The official repository for the paper Augmenting Passage Representations with Query Generation for Enhanced Cross-Lingual Dense Retrieval, Shengyao Zhuang, Linjun Shou and Guido Zuccon, SIGIR2023.

warning: the full pipeline of this codebase takes around 2.5TB disk space due to the large corpus and number of generated queries.

Installation

We rely on transformers and Tevatron DR training and inference toolkit.

First install Tevatron:

git clone https://github.com/texttron/tevatron/
cd tevatron
pip install --editable .
cd ..

Note: this repo is tested with tevatron main branch with commit id: 6cd9f00277bc830bd31cad3a435bdd5ffb565c8c.

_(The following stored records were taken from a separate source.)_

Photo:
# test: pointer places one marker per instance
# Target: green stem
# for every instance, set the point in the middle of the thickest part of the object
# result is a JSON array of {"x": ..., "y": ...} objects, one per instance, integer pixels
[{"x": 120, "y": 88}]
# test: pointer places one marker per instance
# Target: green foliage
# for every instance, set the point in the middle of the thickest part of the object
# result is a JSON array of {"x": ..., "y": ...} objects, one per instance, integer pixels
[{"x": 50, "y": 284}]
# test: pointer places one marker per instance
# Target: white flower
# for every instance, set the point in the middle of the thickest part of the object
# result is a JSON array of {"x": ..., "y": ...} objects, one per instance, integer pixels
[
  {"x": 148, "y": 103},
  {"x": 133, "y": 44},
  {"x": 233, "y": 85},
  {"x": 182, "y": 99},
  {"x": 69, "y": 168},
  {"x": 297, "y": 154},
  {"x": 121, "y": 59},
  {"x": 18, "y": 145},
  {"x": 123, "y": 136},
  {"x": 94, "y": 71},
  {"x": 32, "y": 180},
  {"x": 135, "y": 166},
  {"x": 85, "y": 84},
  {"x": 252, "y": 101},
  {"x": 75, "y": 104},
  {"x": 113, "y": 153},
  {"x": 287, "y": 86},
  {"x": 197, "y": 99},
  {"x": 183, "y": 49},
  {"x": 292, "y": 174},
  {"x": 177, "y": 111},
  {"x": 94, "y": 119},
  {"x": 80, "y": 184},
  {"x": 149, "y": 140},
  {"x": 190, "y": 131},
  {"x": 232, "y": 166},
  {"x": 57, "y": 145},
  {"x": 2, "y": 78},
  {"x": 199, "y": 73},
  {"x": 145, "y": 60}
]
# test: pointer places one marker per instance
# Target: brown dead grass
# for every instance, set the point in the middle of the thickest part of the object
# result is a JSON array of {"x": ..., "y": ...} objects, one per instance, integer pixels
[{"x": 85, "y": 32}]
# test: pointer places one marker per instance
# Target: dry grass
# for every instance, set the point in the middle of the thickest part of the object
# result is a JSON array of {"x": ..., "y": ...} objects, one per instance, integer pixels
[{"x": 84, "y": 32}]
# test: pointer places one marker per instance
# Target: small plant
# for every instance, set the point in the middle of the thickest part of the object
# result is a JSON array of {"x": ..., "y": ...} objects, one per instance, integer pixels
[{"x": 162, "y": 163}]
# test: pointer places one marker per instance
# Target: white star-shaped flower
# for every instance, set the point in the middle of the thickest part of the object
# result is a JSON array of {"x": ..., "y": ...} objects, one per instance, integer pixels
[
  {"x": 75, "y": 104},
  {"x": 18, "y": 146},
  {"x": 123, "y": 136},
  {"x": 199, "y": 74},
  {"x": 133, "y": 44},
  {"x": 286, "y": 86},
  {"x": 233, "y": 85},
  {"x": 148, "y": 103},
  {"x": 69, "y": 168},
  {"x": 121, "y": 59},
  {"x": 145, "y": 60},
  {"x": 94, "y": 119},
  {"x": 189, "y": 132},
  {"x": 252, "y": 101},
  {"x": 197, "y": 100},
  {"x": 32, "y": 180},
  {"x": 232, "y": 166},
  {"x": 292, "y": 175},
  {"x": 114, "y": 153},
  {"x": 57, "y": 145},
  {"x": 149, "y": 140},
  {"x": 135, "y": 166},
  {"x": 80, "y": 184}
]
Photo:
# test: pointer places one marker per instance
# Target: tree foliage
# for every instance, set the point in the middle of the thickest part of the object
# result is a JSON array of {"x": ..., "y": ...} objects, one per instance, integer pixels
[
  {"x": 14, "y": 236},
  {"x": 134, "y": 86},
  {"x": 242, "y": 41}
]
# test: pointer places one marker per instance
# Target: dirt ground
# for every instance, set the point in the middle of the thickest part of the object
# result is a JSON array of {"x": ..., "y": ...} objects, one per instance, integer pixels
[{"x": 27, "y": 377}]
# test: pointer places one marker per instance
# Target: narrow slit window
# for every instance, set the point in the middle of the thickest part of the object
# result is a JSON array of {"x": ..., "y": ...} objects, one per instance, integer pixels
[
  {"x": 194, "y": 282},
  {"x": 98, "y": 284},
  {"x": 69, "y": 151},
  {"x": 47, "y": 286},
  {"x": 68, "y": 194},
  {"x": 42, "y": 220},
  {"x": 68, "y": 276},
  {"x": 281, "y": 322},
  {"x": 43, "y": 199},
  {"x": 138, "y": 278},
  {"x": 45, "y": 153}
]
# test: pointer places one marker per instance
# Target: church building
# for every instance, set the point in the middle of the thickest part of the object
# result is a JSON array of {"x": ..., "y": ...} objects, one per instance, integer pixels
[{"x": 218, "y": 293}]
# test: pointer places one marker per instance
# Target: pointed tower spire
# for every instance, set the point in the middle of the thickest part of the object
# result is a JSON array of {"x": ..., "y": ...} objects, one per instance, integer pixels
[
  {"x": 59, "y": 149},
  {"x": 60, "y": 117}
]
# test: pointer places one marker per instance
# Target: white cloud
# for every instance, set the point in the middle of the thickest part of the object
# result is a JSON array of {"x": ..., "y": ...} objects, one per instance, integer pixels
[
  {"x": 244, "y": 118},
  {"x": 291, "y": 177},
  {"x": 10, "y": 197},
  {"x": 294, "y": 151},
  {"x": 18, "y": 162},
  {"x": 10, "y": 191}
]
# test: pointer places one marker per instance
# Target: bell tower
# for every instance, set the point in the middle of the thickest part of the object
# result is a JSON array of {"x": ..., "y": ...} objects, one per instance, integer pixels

Then install the dependencies for this project:

pip install -r requirements.txt

xDR

Training

We use the tevatron to train a cross-lingual dense retrieval model. The following command trains a model on the XOR-TyDi dataset:

CUDA_VISIBLE_DEVICES=0 python -m tevatron.driver.train \
  --output_dir model/bert-base-multilingual-cased-xor-tydi \
  --model_name_or_path bert-base-multilingual-cased \
  --save_steps 1000 \
  --dataset_name Tevatron/xor-tydi:eng_span/train \
  --fp16 \
  --per_device_train_batch_size 128 \
  --train_n_passages 8 \
  --learning_rate 1e-5 \
  --q_max_len 32 \
  --p_max_len 128 \
  --num_train_epochs 40 \
  --logging_steps 100 \
  --passage_field_separator " " \
  --cache_dir cache \
  --report_to wandb \
  --run_name bert-base-multilingual-cased \
  --overwrite_output_dir

We take the last saved checkpoint as our xDR model.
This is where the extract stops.